Il y a ainsi un aspect subtilement théâtral dans le film de Costa-Gavras qui tient à cette transformation de l’Homme en un quelconque personnage agissant sur la scène d’un monde qui fonctionne par emprunts, transmission de modèles ou par ces « lois de l’imitation » dont nous parle Tarde. Jusqu’aux enquêteurs et policiers dont les gestes et attitudes imitent ce modèle de « flic » longuement mûri par nombres de récits cinématographiques et que la métamorphose de Davert rend comiquement patent tant celle-ci s’en démarque par son opposition. Ce sont peut-être par ailleurs ces mêmes « lois de l’imitation » qui nous font paraître Marlène, la conjointe de Davert, si apathique.

José Garcia et Karin Viard (© Mars Distribution)

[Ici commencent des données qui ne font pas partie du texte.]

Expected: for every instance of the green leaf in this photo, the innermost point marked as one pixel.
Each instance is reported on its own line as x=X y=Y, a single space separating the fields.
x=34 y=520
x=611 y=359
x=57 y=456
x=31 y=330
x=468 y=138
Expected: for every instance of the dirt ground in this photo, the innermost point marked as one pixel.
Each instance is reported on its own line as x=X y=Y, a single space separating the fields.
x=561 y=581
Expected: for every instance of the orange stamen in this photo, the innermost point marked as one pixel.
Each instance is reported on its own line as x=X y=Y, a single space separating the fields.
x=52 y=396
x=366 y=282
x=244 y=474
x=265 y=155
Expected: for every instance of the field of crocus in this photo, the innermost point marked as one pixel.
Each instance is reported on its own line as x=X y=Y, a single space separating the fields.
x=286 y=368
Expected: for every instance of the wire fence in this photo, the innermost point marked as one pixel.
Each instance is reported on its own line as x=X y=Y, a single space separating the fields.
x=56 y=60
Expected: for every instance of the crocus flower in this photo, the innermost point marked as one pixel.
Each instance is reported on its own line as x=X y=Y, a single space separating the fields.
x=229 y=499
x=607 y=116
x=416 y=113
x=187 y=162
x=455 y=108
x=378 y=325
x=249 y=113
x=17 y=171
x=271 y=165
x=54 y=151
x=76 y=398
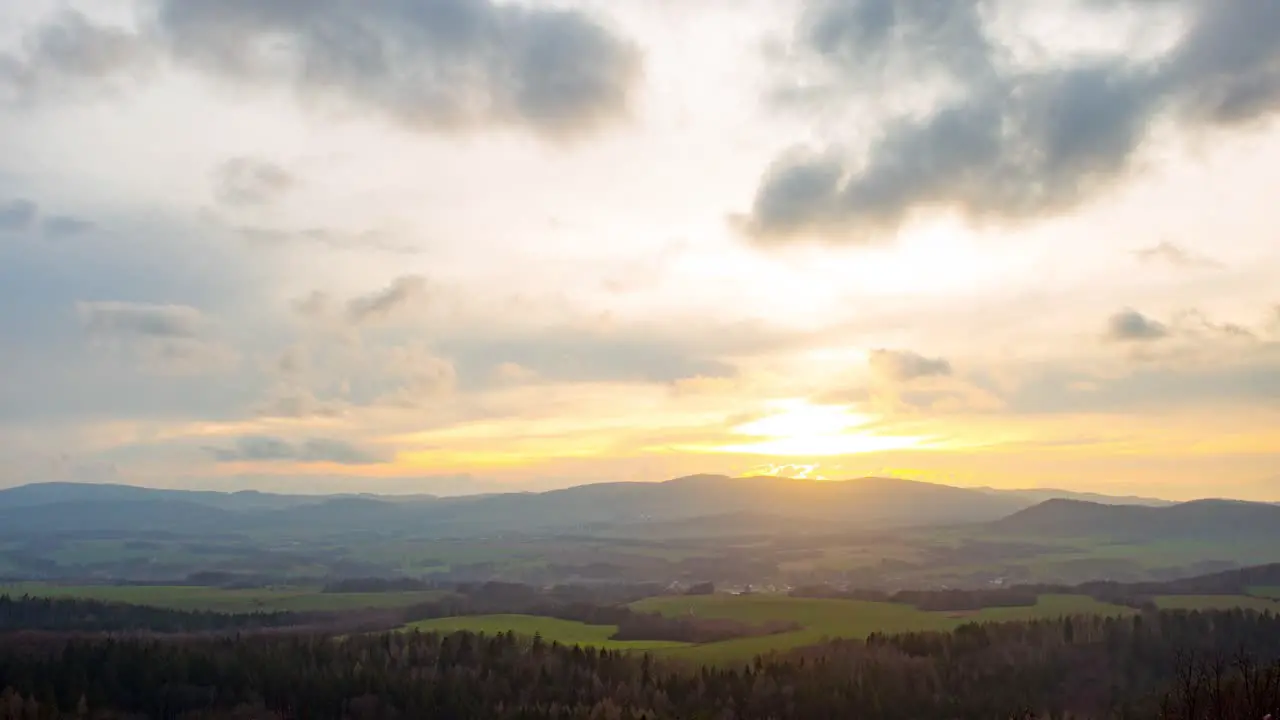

En imitant à la perfection le modèle de la conjointe impassible que rien ne trouble qui ne vienne de l’intérieur, Marlène est l’alibi exemplaire permettant à Davert de réussir sa métamorphose maladroitement entamée en maintenant pour lui l’existence illusoire d’un seul modèle inaliénable auquel il doit, aux yeux de ses « semblables », sa présomption d’innocence. Comme son titre l’indique, Le couperet s’avère donc être davantage le récit d’un ardu et déstabilisant hiatus identitaire qu’une critique du milieu des affaires actuel.

Notes

  1. Gabriel Tarde, Les lois de l’imitation, Paris, Les empêcheurs de penser en rond, 2001 [1890], p. 128.